Joseph’s company has around 105 full-time employees globally, with 55 in Paris. As the revenue comes in, he hopes to double the size of the four-person team in New York by the end of the year. “The next step for us is to be successful in America,” he said.
There’s a growing number of Parisian ad tech firms like S4M that have an ambition to expand globally. This is largely because over the past few years, the French government has been taking an aggressive approach to supporting startups, explained Joseph. For example, Business France, a government agency for export promotion, has developed a program called ubi i/o in collaboration with venture capital Bpifrance to help startups grow in the U.S.. Meanwhile, French telecommunications tycoon Xavier Niel plans to build the world’s largest startup incubator in Paris next year. This is all part of a deeper cultural identity: The French school system puts a heavy emphasis from an early age on analytical skills and math, both crucial for a data-driven industry.

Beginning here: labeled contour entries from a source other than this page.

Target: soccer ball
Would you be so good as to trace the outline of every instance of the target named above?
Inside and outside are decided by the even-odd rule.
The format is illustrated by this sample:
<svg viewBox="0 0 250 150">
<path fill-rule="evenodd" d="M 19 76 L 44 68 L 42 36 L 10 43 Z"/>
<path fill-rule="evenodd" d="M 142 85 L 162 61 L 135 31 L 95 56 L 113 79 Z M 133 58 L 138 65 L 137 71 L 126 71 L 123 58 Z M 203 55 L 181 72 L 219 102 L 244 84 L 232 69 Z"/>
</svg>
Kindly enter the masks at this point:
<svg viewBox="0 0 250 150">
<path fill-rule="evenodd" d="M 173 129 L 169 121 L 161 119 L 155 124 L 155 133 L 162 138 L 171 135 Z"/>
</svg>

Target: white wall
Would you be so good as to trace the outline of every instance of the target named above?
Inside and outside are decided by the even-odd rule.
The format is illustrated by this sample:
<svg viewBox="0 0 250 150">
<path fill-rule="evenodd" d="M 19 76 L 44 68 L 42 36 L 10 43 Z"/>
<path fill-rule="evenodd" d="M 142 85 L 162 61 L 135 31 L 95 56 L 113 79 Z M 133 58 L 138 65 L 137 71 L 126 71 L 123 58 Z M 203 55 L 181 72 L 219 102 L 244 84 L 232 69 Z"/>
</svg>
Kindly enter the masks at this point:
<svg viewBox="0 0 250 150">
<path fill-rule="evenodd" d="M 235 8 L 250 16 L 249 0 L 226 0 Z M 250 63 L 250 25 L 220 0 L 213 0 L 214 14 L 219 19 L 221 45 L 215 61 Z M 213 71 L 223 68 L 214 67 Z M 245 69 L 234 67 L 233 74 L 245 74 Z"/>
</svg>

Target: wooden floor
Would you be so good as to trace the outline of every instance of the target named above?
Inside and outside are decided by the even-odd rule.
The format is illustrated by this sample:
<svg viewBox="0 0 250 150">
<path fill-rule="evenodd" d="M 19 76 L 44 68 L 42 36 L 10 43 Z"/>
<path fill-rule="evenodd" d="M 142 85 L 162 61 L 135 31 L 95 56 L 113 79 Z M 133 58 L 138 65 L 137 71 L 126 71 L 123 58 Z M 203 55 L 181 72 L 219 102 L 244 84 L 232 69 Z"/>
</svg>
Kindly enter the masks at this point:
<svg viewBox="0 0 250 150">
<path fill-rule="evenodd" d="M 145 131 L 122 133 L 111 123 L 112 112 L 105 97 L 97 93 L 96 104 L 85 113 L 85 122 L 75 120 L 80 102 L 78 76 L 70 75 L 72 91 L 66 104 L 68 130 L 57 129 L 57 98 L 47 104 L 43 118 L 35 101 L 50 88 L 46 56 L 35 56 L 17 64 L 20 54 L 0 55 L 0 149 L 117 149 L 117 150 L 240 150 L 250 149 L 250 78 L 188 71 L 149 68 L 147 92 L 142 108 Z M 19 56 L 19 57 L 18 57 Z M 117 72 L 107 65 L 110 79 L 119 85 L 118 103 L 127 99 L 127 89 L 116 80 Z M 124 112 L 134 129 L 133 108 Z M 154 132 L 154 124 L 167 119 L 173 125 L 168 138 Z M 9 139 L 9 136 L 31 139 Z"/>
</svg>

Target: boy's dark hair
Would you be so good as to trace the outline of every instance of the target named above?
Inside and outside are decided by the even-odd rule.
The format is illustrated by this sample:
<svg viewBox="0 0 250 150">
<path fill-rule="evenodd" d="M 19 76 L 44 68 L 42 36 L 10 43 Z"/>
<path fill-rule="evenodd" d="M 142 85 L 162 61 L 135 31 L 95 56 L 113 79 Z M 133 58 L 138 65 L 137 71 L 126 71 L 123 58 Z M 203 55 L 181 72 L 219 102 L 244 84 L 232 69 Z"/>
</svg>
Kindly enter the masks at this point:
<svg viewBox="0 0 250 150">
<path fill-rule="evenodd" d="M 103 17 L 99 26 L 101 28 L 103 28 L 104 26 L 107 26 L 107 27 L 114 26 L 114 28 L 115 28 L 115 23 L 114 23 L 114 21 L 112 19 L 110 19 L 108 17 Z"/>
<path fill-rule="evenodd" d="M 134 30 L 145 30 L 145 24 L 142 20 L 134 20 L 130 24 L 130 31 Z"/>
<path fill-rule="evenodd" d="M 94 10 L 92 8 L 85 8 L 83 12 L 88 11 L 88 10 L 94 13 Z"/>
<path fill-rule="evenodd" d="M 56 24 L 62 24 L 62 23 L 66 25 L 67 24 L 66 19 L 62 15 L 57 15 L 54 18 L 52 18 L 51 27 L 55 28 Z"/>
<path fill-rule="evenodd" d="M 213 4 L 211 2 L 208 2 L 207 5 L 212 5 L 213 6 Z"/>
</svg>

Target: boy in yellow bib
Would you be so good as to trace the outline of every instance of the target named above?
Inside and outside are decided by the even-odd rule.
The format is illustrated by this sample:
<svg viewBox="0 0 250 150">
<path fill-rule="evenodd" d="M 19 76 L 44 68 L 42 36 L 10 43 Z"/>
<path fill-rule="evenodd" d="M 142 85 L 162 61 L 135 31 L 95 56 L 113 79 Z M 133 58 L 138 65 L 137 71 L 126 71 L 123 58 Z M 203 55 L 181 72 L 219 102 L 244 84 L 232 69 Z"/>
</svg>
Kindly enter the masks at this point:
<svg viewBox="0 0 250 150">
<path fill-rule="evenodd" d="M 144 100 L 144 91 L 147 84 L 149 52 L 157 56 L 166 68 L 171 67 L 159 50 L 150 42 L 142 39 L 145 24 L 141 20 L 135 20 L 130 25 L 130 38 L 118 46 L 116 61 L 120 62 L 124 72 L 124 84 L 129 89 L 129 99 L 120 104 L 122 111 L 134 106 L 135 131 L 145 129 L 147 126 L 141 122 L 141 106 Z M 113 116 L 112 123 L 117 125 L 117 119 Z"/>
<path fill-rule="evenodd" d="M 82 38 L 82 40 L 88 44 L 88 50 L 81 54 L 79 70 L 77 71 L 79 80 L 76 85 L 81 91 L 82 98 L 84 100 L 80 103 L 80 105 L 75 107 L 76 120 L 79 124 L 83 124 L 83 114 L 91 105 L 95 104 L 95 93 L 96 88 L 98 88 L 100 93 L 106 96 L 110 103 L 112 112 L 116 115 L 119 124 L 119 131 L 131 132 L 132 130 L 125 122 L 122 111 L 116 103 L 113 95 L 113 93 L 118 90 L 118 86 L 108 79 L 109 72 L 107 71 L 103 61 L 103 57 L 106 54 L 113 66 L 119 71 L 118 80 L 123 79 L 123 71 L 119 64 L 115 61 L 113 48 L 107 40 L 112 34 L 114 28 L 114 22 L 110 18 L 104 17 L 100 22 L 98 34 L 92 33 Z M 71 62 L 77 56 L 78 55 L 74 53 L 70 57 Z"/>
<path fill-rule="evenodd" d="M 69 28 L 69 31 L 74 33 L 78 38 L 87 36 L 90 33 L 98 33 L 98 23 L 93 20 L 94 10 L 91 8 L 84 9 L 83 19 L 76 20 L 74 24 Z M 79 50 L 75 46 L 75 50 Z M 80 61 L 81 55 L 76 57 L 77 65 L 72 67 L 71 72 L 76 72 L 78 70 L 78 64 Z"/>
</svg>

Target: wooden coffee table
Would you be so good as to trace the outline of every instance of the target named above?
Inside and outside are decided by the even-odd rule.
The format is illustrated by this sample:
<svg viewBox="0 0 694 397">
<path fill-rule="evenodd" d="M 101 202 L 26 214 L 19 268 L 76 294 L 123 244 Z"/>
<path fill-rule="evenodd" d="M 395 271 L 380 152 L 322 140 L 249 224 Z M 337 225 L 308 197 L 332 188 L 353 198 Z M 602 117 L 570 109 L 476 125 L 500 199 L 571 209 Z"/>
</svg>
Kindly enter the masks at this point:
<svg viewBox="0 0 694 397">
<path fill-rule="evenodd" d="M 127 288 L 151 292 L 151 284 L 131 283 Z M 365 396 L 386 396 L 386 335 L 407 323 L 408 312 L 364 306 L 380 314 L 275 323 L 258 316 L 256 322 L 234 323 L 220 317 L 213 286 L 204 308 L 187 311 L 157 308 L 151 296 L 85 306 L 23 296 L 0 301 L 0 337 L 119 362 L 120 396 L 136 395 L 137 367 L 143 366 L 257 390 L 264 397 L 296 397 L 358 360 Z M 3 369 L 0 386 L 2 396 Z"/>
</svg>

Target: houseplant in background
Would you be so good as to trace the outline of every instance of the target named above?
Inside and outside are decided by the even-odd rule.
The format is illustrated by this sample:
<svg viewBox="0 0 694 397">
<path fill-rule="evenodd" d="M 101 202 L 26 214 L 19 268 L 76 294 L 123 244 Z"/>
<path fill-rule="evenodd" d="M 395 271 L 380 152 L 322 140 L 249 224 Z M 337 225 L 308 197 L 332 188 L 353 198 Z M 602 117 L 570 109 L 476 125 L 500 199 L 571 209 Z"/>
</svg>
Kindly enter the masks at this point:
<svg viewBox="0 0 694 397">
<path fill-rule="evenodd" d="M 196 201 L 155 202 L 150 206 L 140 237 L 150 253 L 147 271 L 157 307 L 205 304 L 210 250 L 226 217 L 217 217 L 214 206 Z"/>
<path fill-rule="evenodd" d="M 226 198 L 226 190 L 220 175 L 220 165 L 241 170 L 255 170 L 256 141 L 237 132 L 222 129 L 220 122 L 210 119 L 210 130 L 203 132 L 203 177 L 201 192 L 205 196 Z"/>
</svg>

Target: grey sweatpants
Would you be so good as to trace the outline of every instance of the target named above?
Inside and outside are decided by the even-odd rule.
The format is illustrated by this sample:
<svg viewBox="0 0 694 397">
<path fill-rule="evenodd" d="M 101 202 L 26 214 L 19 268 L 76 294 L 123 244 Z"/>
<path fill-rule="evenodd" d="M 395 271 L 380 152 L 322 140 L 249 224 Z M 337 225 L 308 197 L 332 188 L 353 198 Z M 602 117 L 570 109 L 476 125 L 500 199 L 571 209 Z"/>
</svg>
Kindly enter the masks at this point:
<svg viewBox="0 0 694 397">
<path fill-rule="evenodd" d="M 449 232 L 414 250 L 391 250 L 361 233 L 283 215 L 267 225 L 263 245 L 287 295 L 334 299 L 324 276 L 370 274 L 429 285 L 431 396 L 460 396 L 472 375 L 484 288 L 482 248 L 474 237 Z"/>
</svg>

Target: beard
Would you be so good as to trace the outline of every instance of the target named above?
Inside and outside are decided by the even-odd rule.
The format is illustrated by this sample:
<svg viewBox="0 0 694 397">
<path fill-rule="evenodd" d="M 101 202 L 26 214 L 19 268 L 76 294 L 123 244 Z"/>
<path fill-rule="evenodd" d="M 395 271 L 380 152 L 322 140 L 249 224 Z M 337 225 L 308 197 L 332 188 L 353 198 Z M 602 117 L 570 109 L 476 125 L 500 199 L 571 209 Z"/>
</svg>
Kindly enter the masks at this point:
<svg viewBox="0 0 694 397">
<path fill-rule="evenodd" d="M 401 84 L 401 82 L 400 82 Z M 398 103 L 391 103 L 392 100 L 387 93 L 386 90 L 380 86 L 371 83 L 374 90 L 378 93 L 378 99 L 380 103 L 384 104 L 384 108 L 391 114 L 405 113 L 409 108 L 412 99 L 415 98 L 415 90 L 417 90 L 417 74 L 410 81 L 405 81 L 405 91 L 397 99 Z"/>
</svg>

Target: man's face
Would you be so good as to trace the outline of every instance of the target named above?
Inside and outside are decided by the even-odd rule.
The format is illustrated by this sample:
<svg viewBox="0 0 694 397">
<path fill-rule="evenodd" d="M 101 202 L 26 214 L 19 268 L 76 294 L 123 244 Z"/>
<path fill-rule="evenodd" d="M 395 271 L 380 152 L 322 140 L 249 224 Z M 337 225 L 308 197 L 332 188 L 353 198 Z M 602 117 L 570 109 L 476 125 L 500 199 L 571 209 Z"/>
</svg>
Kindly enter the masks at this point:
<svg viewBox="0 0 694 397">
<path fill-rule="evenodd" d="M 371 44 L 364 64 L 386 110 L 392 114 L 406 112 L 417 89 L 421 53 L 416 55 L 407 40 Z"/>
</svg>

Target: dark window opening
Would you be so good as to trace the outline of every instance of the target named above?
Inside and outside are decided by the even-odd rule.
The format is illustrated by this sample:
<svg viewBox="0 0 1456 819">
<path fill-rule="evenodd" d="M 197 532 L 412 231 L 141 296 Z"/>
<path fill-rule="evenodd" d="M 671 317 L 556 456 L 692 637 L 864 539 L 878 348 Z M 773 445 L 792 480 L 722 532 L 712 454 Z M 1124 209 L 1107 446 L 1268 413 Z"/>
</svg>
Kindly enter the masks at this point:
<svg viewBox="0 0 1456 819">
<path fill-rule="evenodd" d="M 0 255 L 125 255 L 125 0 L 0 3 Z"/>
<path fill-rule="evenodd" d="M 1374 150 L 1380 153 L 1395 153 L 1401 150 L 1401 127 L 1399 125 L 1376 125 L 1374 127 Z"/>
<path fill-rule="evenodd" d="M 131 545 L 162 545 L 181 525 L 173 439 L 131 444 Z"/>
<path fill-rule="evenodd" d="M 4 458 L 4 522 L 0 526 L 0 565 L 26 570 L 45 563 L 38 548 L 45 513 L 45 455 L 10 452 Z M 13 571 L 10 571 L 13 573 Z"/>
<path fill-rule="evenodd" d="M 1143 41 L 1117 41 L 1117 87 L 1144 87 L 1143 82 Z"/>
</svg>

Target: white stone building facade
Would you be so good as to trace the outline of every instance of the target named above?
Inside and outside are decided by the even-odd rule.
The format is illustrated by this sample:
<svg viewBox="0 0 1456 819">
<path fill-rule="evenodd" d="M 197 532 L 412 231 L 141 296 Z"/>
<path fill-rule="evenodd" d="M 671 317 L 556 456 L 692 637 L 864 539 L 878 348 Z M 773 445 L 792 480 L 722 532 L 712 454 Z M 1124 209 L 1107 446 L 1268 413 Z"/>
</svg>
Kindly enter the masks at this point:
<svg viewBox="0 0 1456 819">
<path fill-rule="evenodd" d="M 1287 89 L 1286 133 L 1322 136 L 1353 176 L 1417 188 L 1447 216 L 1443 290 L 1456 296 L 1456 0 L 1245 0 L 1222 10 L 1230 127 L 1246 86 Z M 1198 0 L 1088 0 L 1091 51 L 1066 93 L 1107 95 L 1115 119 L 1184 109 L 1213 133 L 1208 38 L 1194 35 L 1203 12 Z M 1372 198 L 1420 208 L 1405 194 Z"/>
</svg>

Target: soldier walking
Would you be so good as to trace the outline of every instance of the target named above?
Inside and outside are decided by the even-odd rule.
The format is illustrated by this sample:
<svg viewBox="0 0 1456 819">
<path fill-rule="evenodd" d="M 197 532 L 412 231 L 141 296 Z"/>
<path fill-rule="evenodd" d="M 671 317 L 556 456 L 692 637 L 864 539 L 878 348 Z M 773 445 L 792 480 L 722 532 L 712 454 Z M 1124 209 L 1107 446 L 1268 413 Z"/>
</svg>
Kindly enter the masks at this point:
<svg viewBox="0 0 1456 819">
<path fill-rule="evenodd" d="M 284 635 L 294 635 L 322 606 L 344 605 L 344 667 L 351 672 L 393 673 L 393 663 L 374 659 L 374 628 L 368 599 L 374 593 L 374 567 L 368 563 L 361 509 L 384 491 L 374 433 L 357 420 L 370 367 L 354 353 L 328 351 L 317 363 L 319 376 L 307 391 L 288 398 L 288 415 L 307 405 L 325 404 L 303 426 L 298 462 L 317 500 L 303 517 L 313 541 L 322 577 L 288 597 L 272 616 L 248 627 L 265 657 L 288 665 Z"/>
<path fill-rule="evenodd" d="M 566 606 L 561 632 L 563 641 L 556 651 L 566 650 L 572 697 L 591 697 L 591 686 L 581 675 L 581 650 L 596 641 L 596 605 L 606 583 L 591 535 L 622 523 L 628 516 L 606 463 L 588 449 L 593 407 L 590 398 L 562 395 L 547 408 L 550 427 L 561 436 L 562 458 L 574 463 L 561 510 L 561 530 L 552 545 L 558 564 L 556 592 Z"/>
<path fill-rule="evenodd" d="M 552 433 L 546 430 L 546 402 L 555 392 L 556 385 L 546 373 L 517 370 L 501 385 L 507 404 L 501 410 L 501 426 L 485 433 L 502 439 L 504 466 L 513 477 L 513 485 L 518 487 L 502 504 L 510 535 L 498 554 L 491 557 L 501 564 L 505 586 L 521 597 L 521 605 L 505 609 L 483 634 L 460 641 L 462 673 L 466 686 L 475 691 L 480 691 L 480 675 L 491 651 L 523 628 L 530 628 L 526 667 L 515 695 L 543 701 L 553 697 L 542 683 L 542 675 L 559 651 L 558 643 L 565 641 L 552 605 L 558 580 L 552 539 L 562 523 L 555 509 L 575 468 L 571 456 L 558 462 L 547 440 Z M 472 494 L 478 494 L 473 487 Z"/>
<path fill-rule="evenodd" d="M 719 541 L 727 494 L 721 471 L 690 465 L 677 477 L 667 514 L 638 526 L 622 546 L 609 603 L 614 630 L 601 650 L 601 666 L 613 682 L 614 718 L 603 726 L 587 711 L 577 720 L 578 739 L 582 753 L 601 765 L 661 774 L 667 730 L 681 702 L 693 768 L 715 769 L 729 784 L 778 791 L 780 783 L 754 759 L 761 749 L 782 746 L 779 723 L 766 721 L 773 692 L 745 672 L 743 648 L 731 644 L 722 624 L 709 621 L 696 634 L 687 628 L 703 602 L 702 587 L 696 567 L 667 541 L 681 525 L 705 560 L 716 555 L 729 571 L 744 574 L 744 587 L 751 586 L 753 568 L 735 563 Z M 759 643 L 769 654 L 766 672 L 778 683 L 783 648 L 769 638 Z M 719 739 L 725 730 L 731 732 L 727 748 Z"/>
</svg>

“I think the startup momentum is strong over there now because many ad tech firms saw the success of Criteo and StickyAds.tv,” said Eric Franchi, co-founder of digital ad company Undertone. (Its parent company, Perion, acquired Parisian social media platform MakeMeReach for around $13 million in February of last year.)
Since France is part of the EU, the free movement of labor within the union results in arguably better talent acquisition, better compliance and higher local demand, said Miles Pritchard, global head of marketer and agency solutions for Lotame. “The flip side is that companies have tighter regulation in France, more confined employment regulation and generally more bureaucracy,” Pritchard added.
As the ad tech scene in Paris becomes more dynamic, S4M’s Joseph thinks that French companies should learn from their less-risk-averse American counterparts. “In France, people often take time to eliminate problems and then start dreaming big,” he said.“But Americans often jump onto an opportunity immediately. Dreaming big is a huge motivator and a great element in the U.S. business culture.”